Streaming Algorithms and Bloom Filters

By John Paul Mueller, Luca Massaron

At the heart of many streaming algorithms are Bloom filters. Created almost 50 years ago by Burton H. Bloom, at a time when computer science was still quite young, the original intent of this algorithm’s creator was to trade space (memory) and/or time (complexity) against what he called allowable errors. His original paper is titled Space/Time Trade-offs in Hash Coding with Allowable Errors.

You may wonder about the space and time that Bloom considers motivators for his algorithm. Imagine that you need to determine whether an element has already appeared in a stream using some previously discussed data structure. Finding something in a stream implies recording and searching are fast, thus a hash table seems an ideal choice. Hash tables simply require adding the elements that you want to record and storing them. Recovering an element from a hash table is fast because the hash table uses easily manipulated values to represent the element, rather than the element itself (which could be quite complex). Yet, storing both elements and an index to those elements has limitations. If a hash table faces more elements than it can handle, such as the elements in a continuous and potentially infinite stream, you’ll end up incurring memory problems at some point.

An essential consideration for Bloom filters is that false positives can occur, but false negatives can’t. For example, a data stream might contain real-time monitoring data for a power plant. When using a Bloom filter, the analysis of the data stream would show that expected readings are probably part of the set of allowed readings, with some errors allowed. However, when an error occurs in the system, the same analysis shows that the readings aren’t part of the set of allowed readings. The false positives are unlikely to cause problems, but the absence of false negatives means that everyone remains safe. Because of the potential for false positives, filters such as the Bloom filter are probabilistic data structures — they don’t provide a certain answer but a probable one.
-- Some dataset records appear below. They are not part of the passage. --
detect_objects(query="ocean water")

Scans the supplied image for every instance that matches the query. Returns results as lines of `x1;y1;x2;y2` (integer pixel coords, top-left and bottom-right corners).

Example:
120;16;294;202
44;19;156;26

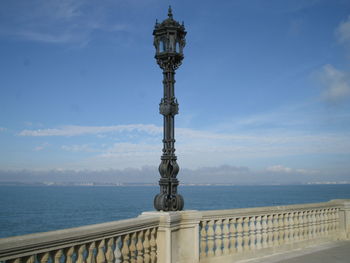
1;185;350;238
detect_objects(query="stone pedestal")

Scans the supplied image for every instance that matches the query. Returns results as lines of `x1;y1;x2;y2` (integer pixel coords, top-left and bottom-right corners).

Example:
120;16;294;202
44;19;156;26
140;210;201;263
333;199;350;239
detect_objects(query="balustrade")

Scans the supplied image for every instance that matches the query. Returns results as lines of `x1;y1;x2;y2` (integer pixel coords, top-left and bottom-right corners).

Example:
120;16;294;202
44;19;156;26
0;217;158;263
199;201;343;261
0;200;348;263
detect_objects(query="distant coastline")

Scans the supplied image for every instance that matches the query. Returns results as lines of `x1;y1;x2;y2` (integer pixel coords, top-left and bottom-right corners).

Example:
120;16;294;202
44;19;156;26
0;181;349;187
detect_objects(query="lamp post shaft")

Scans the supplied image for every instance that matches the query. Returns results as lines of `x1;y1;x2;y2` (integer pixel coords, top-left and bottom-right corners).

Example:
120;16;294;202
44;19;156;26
153;7;185;211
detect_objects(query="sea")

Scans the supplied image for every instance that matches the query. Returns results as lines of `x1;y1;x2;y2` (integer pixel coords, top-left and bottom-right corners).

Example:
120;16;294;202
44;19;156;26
1;185;350;238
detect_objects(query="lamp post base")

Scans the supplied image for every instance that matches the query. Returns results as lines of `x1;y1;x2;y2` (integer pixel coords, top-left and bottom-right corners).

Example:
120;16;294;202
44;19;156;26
154;192;184;212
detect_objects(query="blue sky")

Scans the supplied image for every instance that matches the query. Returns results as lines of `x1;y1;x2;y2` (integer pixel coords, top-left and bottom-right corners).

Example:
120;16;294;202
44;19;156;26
0;0;350;183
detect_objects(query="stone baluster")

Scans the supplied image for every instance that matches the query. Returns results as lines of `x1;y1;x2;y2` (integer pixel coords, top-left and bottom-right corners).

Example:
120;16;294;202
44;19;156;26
222;219;230;255
332;208;337;234
236;218;243;252
303;211;309;241
261;215;268;249
24;255;35;263
249;217;256;250
66;246;75;263
278;214;284;245
9;258;21;263
106;239;114;263
243;217;250;251
255;216;262;250
283;213;290;244
77;245;86;263
130;233;137;263
87;242;96;263
150;228;157;263
293;212;299;242
115;236;122;263
314;210;318;238
38;252;50;263
328;209;334;236
316;210;321;238
53;249;63;263
307;211;313;240
121;234;130;263
229;218;237;253
273;214;279;247
330;208;336;234
305;210;310;240
266;215;273;248
325;209;331;234
200;220;208;258
289;213;294;243
298;212;304;241
207;220;215;257
323;209;329;237
136;231;144;263
335;208;340;234
312;210;317;239
324;208;329;236
143;230;150;263
96;239;106;263
320;209;325;237
214;219;223;256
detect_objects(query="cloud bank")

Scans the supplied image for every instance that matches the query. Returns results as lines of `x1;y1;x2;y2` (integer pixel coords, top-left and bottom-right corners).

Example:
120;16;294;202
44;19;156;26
0;165;347;185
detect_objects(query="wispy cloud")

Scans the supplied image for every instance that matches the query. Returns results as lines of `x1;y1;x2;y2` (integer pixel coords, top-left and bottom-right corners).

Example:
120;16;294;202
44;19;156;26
61;144;98;153
19;124;162;137
21;122;350;170
316;64;350;104
336;15;350;47
0;127;6;132
0;0;128;45
34;143;50;151
288;18;303;36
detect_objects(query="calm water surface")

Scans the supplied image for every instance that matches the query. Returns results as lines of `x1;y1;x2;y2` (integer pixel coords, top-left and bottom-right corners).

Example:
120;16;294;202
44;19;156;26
1;185;350;238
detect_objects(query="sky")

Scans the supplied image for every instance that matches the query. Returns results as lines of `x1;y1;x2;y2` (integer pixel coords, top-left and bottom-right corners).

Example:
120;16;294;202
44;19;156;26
0;0;350;184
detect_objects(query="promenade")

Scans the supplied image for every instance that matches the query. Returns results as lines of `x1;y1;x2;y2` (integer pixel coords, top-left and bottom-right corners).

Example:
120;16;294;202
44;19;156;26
241;241;350;263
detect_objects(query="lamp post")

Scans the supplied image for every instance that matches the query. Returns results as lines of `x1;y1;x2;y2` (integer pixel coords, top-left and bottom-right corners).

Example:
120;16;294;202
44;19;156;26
153;6;186;211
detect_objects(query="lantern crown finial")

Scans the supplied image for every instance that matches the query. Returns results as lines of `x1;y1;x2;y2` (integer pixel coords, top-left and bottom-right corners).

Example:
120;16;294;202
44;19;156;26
168;5;173;19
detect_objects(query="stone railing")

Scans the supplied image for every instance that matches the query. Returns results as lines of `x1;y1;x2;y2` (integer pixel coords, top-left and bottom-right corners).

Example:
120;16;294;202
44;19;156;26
1;200;350;263
0;216;159;263
198;200;348;263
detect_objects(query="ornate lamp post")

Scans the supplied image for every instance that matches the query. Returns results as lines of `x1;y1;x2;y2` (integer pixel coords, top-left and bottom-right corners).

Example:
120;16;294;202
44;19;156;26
153;6;186;211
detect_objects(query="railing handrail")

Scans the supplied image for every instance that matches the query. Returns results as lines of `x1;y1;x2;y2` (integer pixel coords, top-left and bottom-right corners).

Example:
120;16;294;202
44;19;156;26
0;215;160;260
201;200;342;220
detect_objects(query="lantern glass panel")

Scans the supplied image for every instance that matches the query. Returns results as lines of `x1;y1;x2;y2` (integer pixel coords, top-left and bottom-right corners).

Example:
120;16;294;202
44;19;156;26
176;42;180;53
161;40;166;52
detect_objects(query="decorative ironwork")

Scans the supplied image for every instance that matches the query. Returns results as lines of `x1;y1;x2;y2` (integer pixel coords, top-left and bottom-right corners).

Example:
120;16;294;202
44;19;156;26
153;6;186;211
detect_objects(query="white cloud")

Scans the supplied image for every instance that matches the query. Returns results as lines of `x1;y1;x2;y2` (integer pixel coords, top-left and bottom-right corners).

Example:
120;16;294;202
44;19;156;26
336;15;350;46
0;165;340;185
266;165;317;175
0;127;6;132
317;64;350;103
267;165;292;173
61;144;97;153
19;124;162;137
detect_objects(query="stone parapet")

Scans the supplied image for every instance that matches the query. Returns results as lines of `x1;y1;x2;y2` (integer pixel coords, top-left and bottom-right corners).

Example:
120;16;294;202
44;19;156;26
0;200;349;263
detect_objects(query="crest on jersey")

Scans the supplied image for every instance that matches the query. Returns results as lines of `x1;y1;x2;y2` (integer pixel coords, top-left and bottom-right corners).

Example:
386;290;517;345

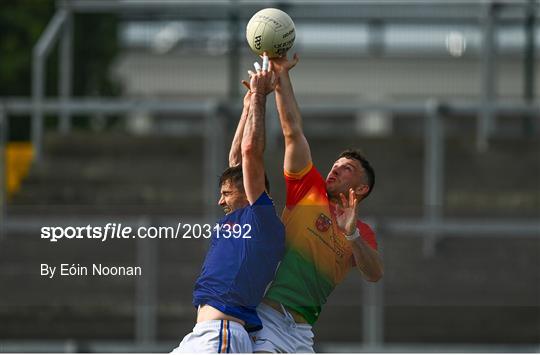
315;213;332;232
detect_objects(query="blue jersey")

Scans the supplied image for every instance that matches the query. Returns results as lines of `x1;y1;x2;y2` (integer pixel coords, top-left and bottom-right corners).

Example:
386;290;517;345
193;192;285;332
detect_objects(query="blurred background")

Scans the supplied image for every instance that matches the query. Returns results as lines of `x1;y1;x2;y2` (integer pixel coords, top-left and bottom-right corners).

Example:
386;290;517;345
0;0;539;352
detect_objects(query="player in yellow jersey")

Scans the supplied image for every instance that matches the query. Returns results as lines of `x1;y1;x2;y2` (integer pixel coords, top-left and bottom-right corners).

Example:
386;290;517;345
251;53;384;353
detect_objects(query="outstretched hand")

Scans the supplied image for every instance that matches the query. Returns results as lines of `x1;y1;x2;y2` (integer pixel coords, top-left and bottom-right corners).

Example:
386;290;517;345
241;52;278;96
335;188;359;236
269;52;299;76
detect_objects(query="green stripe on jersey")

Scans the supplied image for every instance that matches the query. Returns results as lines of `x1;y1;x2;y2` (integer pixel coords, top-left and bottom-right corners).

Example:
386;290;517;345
265;249;335;325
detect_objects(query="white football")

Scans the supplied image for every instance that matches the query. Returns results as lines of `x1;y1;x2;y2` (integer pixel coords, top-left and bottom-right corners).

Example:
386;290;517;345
246;8;295;58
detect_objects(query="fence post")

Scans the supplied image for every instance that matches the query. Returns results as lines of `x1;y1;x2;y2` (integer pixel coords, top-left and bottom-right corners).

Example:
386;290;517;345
32;9;67;162
423;99;444;257
59;1;73;134
362;268;384;349
0;103;6;240
135;216;157;343
203;102;225;223
477;1;498;152
523;0;537;136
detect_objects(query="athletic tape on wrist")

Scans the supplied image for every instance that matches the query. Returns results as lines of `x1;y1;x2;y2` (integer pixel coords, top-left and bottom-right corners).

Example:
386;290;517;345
345;228;360;241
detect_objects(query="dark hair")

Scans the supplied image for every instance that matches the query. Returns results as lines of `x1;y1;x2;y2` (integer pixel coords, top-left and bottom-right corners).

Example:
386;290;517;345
338;149;375;199
219;165;270;193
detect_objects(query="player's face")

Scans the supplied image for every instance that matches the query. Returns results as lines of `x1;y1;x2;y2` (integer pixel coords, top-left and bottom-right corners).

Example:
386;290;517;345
326;157;368;199
218;180;249;215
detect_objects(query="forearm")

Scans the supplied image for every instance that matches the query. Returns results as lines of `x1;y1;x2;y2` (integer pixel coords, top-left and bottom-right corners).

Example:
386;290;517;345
241;93;266;157
229;103;249;167
350;237;384;282
275;72;303;138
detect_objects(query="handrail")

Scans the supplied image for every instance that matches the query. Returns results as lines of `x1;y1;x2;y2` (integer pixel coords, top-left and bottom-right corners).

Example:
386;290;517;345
32;9;68;162
0;103;6;240
3;97;539;115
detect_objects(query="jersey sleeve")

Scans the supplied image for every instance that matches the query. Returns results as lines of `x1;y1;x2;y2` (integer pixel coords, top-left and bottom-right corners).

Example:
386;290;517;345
284;163;326;209
248;192;285;243
351;221;378;267
358;221;377;250
250;191;276;211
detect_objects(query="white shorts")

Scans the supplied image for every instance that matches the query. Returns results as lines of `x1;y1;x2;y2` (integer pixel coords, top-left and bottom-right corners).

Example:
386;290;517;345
172;319;253;353
251;303;314;353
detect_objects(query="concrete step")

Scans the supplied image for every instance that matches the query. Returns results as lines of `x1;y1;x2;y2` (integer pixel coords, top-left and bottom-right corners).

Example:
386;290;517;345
43;133;204;159
14;182;194;205
24;159;200;184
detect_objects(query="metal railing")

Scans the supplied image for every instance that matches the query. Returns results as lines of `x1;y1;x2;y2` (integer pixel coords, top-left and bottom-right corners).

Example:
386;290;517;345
0;103;6;241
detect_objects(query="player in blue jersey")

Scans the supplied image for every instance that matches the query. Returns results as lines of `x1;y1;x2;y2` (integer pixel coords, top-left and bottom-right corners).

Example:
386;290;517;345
172;54;285;353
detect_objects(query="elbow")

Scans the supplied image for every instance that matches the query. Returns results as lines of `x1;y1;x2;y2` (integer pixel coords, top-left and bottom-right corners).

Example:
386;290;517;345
366;273;383;283
365;268;384;283
283;128;303;142
229;156;240;167
241;143;262;158
228;148;241;167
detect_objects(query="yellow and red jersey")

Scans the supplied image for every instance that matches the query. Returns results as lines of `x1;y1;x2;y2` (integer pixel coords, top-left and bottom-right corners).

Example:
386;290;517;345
265;163;377;324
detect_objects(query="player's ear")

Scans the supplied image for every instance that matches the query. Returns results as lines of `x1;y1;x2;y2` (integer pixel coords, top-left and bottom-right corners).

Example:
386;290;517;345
355;185;369;199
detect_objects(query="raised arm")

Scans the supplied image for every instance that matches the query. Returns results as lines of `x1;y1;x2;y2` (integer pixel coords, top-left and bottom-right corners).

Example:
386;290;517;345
241;59;276;204
229;91;251;167
271;54;312;174
336;189;384;282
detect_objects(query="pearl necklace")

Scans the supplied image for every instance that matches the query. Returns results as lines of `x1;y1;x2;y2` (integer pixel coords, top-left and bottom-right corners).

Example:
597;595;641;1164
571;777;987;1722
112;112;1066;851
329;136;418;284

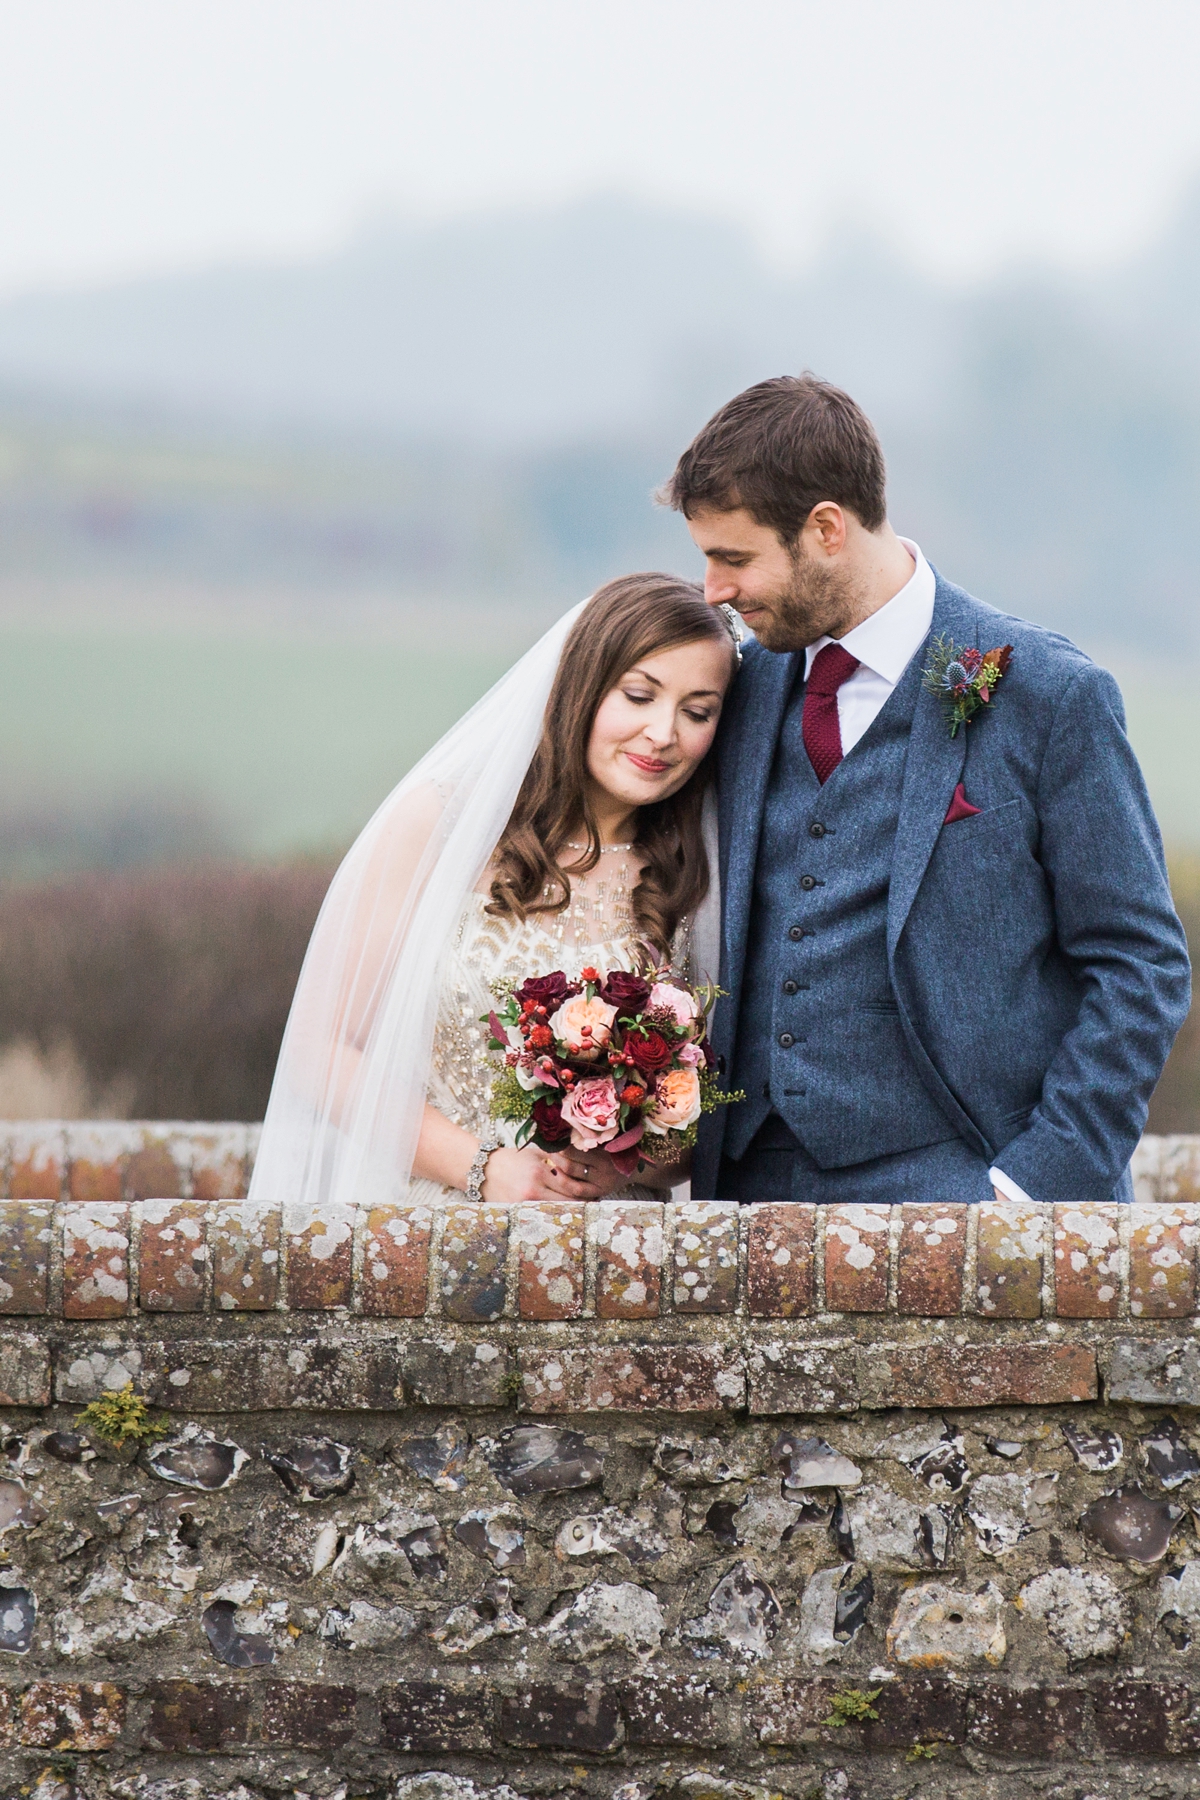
565;841;635;854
Hashes, the individual entries in a hash table, are fast because they act like the index of a book. You use a hash function to produce the hash; the input is an element containing complex data, and the output is a simple number that acts as an index to that element. A hash function is deterministic because it produces the same number every time you feed it a specific data input. You use the hash to locate the complex information you need. Bloom filters are helpful because they are a frugal way to record traces of many elements without having to store them away as a hash table does. They work in a simple way and use the following as main ingredients:

  • A bit vector: A list of bit elements, where each bit in the element can have a value of 0 or 1. The list is a long number of bits called m. The greater m is, the better, though there are ways of optimally defining its size.
  • A series of hash functions: Each hash function represents a different value. The hash functions can quickly crunch data and produce uniformly distributed results, which are results equally ranging from the minimum to the maximum output values of the hash.